Often, these are diseases in which the inflammatory and painful components are very evident due to the intense reactivity of the tissues, subjected to the noxa pathogen and participation in the process of the micro-arteriovenous and lymphatic micro-circle.
For this reason, we believe that it is important to treat endothelial activity, in sport traumatology, as a process of repair to tissue damage, both as a tool of prevention and post traumatic treatment.

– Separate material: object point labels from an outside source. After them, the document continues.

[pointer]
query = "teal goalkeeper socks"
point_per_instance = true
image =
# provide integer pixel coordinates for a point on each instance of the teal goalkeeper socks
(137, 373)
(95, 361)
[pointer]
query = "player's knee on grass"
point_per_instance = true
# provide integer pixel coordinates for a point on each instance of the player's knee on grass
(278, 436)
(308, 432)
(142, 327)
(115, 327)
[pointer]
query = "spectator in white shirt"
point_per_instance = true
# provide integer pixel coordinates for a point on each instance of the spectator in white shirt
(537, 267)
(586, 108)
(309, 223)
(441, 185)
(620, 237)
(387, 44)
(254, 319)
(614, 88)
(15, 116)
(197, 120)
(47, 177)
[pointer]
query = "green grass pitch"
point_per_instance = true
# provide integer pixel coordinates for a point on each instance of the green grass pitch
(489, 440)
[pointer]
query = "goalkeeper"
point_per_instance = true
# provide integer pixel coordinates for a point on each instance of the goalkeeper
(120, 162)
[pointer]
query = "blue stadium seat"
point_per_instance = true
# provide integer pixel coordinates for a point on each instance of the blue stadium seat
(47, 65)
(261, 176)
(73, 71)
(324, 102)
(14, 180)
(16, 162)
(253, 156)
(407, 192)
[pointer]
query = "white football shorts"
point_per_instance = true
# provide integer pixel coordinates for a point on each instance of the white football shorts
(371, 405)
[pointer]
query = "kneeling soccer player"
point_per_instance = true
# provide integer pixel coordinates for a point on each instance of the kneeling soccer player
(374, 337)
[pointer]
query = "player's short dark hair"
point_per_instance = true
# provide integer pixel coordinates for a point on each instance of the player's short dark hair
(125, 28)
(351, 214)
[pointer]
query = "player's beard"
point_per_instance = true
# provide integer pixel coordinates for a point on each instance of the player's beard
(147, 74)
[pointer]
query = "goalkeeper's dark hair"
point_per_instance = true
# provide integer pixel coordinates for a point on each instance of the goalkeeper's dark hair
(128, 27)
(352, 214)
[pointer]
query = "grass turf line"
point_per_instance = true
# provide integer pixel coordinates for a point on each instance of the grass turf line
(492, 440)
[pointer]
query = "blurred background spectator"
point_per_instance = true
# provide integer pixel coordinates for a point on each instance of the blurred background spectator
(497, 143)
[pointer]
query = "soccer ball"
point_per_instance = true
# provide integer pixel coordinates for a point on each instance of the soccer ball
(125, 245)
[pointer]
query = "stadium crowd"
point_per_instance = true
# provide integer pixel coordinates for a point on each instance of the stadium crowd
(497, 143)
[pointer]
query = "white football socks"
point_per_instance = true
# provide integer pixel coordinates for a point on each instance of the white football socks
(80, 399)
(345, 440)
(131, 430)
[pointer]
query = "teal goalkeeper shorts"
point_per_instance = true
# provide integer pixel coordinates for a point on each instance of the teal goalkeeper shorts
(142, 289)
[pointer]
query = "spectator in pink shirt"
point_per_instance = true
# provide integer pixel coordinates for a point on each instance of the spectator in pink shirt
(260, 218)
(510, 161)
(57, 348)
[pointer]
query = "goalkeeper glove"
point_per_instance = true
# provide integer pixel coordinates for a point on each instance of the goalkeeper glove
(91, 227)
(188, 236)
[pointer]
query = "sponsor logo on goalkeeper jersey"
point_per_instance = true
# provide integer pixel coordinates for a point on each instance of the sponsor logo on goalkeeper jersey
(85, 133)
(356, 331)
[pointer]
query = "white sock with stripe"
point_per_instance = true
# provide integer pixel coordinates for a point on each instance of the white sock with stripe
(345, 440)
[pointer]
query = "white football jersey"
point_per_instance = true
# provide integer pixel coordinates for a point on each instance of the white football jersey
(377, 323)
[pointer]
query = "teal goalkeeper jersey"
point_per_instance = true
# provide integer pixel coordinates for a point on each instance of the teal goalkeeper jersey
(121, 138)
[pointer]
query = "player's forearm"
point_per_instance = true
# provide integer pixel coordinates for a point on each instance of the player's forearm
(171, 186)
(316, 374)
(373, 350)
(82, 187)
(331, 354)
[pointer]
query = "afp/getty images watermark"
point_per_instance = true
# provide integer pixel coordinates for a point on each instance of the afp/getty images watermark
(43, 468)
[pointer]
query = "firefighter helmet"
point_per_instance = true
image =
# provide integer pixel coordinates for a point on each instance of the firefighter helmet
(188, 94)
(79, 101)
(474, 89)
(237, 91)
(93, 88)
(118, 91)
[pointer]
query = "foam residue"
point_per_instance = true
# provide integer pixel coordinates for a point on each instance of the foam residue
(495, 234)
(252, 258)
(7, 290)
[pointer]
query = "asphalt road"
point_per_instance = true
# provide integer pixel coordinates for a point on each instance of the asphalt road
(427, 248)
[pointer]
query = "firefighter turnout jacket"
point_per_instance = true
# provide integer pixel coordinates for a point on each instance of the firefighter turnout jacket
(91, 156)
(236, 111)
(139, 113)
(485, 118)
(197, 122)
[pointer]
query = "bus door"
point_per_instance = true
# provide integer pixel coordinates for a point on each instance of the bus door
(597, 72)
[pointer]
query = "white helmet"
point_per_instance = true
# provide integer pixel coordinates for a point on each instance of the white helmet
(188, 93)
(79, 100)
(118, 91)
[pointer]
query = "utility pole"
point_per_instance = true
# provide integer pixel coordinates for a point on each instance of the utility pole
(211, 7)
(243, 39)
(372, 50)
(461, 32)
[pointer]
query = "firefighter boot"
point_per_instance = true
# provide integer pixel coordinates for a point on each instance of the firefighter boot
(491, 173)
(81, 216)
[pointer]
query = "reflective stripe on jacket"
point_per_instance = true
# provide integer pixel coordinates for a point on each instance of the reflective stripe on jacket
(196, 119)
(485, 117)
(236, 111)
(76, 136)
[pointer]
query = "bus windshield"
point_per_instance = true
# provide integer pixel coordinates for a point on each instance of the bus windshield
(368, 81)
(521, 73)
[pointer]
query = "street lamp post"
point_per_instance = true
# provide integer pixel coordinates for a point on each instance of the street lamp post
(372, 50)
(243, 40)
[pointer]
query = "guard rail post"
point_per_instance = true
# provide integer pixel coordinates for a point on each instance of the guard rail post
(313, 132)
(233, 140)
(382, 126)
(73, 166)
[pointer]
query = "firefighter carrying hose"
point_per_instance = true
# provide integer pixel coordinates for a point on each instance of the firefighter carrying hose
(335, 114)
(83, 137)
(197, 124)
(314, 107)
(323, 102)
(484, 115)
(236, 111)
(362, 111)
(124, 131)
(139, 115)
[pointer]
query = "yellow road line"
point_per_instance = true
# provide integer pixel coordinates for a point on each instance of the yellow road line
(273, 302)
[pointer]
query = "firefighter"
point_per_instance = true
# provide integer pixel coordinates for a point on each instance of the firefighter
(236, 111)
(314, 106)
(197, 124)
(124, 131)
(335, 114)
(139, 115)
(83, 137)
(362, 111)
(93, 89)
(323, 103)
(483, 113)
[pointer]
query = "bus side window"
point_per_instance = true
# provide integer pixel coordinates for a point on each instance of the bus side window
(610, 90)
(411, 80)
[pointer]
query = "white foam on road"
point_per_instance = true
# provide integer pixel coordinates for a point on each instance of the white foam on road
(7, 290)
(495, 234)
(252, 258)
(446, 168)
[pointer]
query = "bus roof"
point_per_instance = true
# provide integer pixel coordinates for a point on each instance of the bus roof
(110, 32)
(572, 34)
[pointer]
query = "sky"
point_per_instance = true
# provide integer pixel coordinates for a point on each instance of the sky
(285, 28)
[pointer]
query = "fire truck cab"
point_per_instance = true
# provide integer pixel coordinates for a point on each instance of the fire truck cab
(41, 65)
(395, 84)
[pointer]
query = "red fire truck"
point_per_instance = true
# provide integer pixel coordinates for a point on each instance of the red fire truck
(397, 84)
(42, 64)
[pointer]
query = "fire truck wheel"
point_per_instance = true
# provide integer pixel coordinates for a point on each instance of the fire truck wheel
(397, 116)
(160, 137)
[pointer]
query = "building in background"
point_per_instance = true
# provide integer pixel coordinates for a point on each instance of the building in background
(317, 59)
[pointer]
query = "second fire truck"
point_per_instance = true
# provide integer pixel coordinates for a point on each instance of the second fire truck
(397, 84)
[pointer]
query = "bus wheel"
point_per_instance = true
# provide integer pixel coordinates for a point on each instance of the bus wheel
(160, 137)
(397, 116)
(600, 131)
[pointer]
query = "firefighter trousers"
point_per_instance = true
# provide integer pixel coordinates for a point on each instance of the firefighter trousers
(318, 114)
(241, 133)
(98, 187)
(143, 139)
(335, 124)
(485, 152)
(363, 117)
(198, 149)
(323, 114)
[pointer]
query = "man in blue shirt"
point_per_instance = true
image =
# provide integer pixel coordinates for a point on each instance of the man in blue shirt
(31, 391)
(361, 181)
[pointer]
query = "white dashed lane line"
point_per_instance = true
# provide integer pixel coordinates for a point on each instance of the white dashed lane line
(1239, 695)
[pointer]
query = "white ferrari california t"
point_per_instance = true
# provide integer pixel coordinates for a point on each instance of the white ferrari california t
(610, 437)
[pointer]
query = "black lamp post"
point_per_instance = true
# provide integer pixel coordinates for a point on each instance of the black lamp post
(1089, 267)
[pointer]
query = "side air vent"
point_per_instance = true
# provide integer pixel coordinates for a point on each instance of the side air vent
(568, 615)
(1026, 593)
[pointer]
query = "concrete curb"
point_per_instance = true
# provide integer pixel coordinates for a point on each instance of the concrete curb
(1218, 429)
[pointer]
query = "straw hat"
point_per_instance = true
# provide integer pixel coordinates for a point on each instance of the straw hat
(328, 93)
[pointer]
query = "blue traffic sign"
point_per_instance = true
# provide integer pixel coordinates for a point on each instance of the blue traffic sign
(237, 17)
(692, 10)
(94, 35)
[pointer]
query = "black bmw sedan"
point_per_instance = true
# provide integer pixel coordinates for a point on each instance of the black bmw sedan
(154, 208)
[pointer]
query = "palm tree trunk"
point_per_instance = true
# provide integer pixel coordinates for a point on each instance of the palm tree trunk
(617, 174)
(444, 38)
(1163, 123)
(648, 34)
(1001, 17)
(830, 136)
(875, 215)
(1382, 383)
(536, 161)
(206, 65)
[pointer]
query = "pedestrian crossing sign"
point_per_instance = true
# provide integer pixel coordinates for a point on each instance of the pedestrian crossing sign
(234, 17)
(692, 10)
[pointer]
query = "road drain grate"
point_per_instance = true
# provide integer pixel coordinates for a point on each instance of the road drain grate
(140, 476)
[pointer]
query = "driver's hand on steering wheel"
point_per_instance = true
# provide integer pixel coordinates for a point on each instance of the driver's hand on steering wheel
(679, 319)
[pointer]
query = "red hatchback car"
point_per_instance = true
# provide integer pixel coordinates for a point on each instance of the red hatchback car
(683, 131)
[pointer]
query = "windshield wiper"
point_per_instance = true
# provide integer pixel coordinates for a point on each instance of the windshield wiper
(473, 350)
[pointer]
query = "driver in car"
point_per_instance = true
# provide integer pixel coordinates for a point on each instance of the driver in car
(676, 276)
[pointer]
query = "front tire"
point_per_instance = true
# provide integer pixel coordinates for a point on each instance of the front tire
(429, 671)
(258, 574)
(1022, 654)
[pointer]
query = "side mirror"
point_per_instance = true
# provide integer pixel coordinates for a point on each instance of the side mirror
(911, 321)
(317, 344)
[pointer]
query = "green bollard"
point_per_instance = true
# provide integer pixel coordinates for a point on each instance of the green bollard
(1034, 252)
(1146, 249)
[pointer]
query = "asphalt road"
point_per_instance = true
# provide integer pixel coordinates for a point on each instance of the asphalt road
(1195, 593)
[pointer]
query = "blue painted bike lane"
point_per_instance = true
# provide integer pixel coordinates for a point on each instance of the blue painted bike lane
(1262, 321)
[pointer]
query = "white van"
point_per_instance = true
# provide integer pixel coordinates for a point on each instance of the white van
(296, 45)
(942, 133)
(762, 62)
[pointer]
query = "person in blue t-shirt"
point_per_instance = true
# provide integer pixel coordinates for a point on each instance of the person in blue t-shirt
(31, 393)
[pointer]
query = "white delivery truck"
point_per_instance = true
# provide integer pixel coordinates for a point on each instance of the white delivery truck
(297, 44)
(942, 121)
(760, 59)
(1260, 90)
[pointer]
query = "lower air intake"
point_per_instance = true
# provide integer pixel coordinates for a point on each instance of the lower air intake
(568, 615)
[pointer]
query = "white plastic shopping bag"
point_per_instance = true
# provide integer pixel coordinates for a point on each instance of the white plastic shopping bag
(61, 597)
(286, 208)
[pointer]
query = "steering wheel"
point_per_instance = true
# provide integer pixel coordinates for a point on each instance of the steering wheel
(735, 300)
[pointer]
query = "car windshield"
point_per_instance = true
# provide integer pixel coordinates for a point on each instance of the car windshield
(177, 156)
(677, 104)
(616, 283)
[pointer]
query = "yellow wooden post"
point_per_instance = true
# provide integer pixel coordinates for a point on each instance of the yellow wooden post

A new perspective exists on the influence of sport on the human body: “Sport as prophylaxis”, “Sport as therapy”, “General psychophysiological adaptations in sport”, “Functional evaluation of the athlete”, and “Sports fitness”. In particular, good endothelial function allows higher physical-athletic performance, so the evaluation of endothelial function can be inserted between the parameters to be followed and to work on in the “Functional evaluation of the athlete”.